The availability of that workforce pool is a tremendous asset for employers here who want to expand, and for companies outside the region looking for new expansion locations. The quality of our human resource has everything to do with the quality of education our kids and adults alike receive. When the economy improves over time and state revenues increase, we can’t “buy back” the missed attention.
State lawmakers also are grappling over whether certain business tax incentives should be eliminated, which would in turn reduce the reductions by increasing state revenues. While there is no question there are antiquated tax credits and exemptions in Washington tax law, our economic development interests could be significantly disadvantaged if the approach doesn’t differentiate wasteful from valuable tax incentives.
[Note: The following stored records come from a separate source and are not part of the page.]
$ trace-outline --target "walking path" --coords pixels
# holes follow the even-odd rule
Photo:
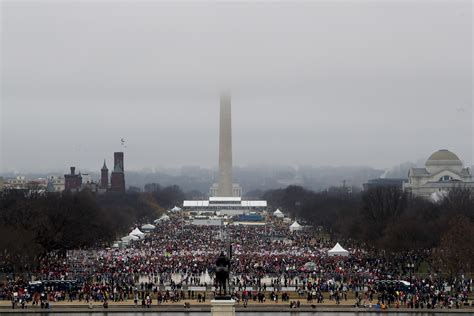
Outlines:
[[[348,299],[347,301],[341,301],[339,305],[334,301],[325,301],[323,304],[311,304],[306,300],[301,300],[299,308],[290,308],[289,302],[270,302],[258,303],[249,301],[248,306],[244,307],[242,302],[236,304],[237,311],[248,311],[248,312],[277,312],[277,311],[325,311],[325,312],[360,312],[360,311],[381,311],[380,308],[371,306],[368,308],[354,308],[355,300]],[[184,308],[185,303],[189,303],[189,308]],[[101,302],[86,303],[84,301],[74,302],[52,302],[49,310],[40,309],[38,306],[29,305],[26,309],[17,307],[14,310],[11,308],[9,301],[0,301],[0,313],[36,313],[36,312],[58,312],[58,313],[76,313],[76,312],[104,312],[104,311],[120,311],[120,312],[149,312],[149,311],[161,311],[161,312],[178,312],[178,311],[192,311],[192,312],[209,312],[211,309],[210,301],[198,303],[196,300],[182,300],[177,303],[167,302],[157,305],[154,303],[150,308],[142,307],[141,305],[135,306],[132,300],[124,302],[110,302],[108,309],[102,306]],[[474,307],[462,307],[460,309],[407,309],[407,308],[388,308],[384,311],[391,312],[449,312],[449,313],[466,313],[474,314]]]

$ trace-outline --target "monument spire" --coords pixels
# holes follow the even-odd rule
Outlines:
[[[217,195],[231,197],[232,194],[232,111],[230,94],[221,94],[219,128],[219,183]]]

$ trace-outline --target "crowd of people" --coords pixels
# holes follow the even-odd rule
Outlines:
[[[290,232],[278,221],[264,226],[195,226],[172,216],[124,248],[74,250],[66,257],[52,254],[30,276],[4,276],[0,300],[11,300],[13,307],[31,303],[44,308],[68,300],[133,300],[144,307],[153,301],[203,302],[213,295],[215,260],[225,250],[231,256],[233,295],[245,306],[249,301],[280,301],[295,308],[304,301],[339,304],[348,294],[360,307],[472,304],[474,283],[468,276],[448,279],[413,273],[429,252],[386,259],[347,244],[350,256],[331,257],[327,251],[334,243],[312,230]],[[32,286],[33,278],[43,282]]]

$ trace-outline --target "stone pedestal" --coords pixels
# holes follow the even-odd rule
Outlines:
[[[211,301],[212,316],[235,316],[234,300],[212,300]]]

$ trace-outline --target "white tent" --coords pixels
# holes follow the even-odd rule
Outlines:
[[[181,208],[179,208],[177,206],[175,206],[171,209],[171,212],[179,212],[179,211],[181,211]]]
[[[138,239],[140,239],[140,238],[138,238],[137,236],[127,235],[127,236],[122,237],[122,238],[120,239],[120,244],[126,246],[126,245],[130,244],[130,242],[131,242],[132,240],[138,240]]]
[[[152,224],[145,224],[142,226],[142,230],[147,232],[147,231],[152,231],[156,228],[155,225],[152,225]]]
[[[137,235],[128,235],[127,237],[130,237],[129,240],[139,240],[140,237],[138,237]]]
[[[129,243],[132,239],[133,239],[132,236],[128,235],[128,236],[122,237],[121,241],[123,243]]]
[[[339,245],[339,243],[337,243],[331,250],[328,251],[328,255],[330,257],[332,256],[343,256],[343,257],[347,257],[349,256],[349,251],[347,251],[346,249],[342,248],[341,245]]]
[[[137,228],[135,228],[134,230],[132,230],[130,232],[130,236],[137,236],[138,238],[143,238],[143,237],[145,237],[145,234],[142,233],[142,231],[139,230],[138,227],[137,227]]]
[[[297,221],[295,221],[293,224],[290,225],[290,231],[291,232],[294,232],[294,231],[297,231],[297,230],[302,230],[302,229],[303,229],[303,226],[298,224]]]
[[[285,217],[285,214],[283,214],[282,211],[277,209],[275,212],[273,212],[273,216],[278,217],[278,218],[283,218],[283,217]]]
[[[291,223],[291,218],[289,218],[289,217],[283,218],[283,223],[285,223],[285,224]]]
[[[170,220],[170,217],[169,217],[168,215],[166,215],[166,214],[163,214],[163,215],[161,215],[160,218],[155,219],[155,220],[153,221],[153,223],[158,224],[158,223],[166,222],[166,221],[169,221],[169,220]]]

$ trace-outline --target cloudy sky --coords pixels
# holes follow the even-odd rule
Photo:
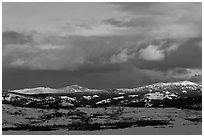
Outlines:
[[[3,3],[3,89],[198,81],[202,3]]]

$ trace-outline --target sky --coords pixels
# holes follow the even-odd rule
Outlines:
[[[2,7],[4,90],[201,81],[201,2]]]

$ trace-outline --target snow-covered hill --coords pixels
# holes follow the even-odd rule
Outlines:
[[[3,92],[3,103],[24,107],[193,107],[201,104],[202,86],[190,81],[156,83],[132,89],[60,89],[37,87]],[[197,106],[195,106],[197,107]],[[199,105],[200,107],[200,105]]]

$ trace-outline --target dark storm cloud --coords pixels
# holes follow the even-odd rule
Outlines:
[[[135,37],[32,34],[31,39],[26,44],[15,46],[17,41],[3,50],[4,67],[101,71],[108,70],[108,67],[116,69],[117,66],[112,64],[130,62],[135,67],[165,71],[176,67],[198,68],[202,64],[201,47],[198,46],[201,38],[191,38],[182,43],[176,39],[138,43],[140,39]]]
[[[101,68],[108,70],[110,57],[123,53],[127,47],[137,49],[136,41],[134,37],[122,36],[64,37],[33,33],[32,41],[26,44],[5,46],[3,67],[69,71],[96,68],[99,71]],[[114,60],[128,61],[129,56],[126,54],[120,54]],[[109,67],[112,69],[111,64]]]
[[[128,70],[127,70],[128,68]],[[179,75],[189,73],[185,69],[174,72],[159,72],[130,68],[128,64],[114,71],[66,71],[3,69],[3,89],[19,89],[38,86],[61,88],[78,84],[88,88],[133,88],[155,82],[182,80]],[[174,77],[176,75],[177,77]],[[187,77],[184,77],[185,80]]]
[[[3,62],[15,63],[3,65],[4,89],[60,88],[71,84],[89,88],[137,87],[186,79],[183,75],[190,74],[186,68],[201,68],[202,64],[201,47],[198,46],[201,38],[181,43],[174,39],[151,41],[153,47],[160,47],[156,51],[164,54],[162,60],[157,60],[158,56],[154,60],[139,58],[140,51],[147,49],[150,42],[138,43],[134,37],[32,35],[32,39],[30,43],[15,48],[10,45],[12,49],[7,47],[3,51]]]
[[[2,33],[3,88],[59,88],[71,84],[128,88],[186,80],[200,74],[200,3],[106,4],[102,9],[114,7],[111,16],[108,11],[92,12],[90,18],[90,11],[83,4],[76,20],[75,14],[72,18],[70,13],[63,12],[62,16],[53,15],[61,19],[46,22],[46,18],[52,17],[47,14],[60,12],[55,4],[48,4],[49,12],[42,15],[37,15],[33,7],[28,13],[22,10],[21,14],[10,14],[7,29],[12,28],[12,20],[18,16],[27,23],[22,29],[25,32],[18,28],[18,22],[13,30],[19,31]],[[64,10],[78,13],[70,8],[65,6]],[[34,21],[29,20],[30,14],[37,15]]]
[[[32,37],[16,31],[5,31],[2,33],[2,44],[26,44],[32,41]]]
[[[103,71],[84,73],[63,70],[3,69],[3,90],[47,86],[61,88],[78,84],[88,88],[133,88],[158,81],[142,70]],[[125,81],[125,82],[124,82]]]

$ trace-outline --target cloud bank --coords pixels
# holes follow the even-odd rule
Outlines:
[[[32,23],[33,30],[4,24],[3,86],[135,87],[201,74],[201,3],[103,6],[111,8],[111,16],[95,13],[93,19],[85,11],[86,20],[81,14],[66,20],[66,15],[49,15],[48,24],[55,24],[51,31],[39,31]],[[4,12],[5,16],[11,24],[9,13]],[[38,23],[43,26],[41,20]],[[14,84],[17,79],[21,82]]]

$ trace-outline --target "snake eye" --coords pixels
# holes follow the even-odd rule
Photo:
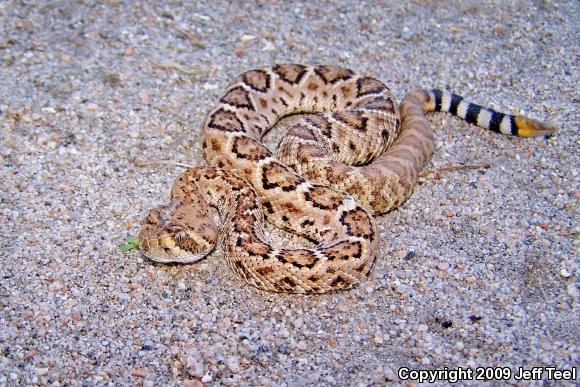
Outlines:
[[[180,231],[177,234],[175,234],[175,242],[178,245],[182,244],[186,240],[187,240],[187,234],[185,233],[185,231]]]

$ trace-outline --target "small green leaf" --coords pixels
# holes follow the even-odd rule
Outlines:
[[[128,253],[131,250],[138,249],[139,239],[135,238],[134,236],[127,237],[125,243],[123,243],[120,247],[123,253]]]

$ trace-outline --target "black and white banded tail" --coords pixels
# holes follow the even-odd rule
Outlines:
[[[524,116],[514,116],[466,101],[462,96],[447,91],[427,91],[427,111],[449,112],[465,121],[494,132],[519,137],[549,135],[556,131],[552,125]]]

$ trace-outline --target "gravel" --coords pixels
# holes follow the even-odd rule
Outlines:
[[[579,15],[576,1],[1,2],[0,385],[577,366]],[[219,249],[193,265],[121,253],[180,173],[133,161],[203,163],[199,128],[228,80],[290,61],[356,69],[399,98],[446,88],[560,132],[432,115],[427,173],[378,218],[377,262],[352,291],[258,291]],[[489,167],[440,170],[460,163]]]

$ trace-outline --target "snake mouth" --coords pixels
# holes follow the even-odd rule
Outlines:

Let’s agree that a valuable tax incentive is one that supports the kinds of employers that create and retain family-wage jobs.
For example, if a research and development company were considering whether to build a new facility within Bremerton’s Community Empowerment Zone (essentially downtown), or build in Portland, state tax law could weigh heavily in the decision-making. In Washington, sales tax is charged on construction materials and construction labor…unless you are a qualifying R&D company locating in a CEZ or rural county. Choose Bremerton’s CEZ and the sales tax on construction is deferred, and later forgiven.
Oregon has no sales tax, so it is not an issue. But if Washington state legislators eliminated this tax incentive, the added sales tax to construction costs becomes a very significant expense.
Education, workforce training, and tax incentives are only part of the economic development foundation eroding from budget reductions. But they serve to illustrate that all of us will be impacted in some way by these processes that seem so distant when we read or hear about them.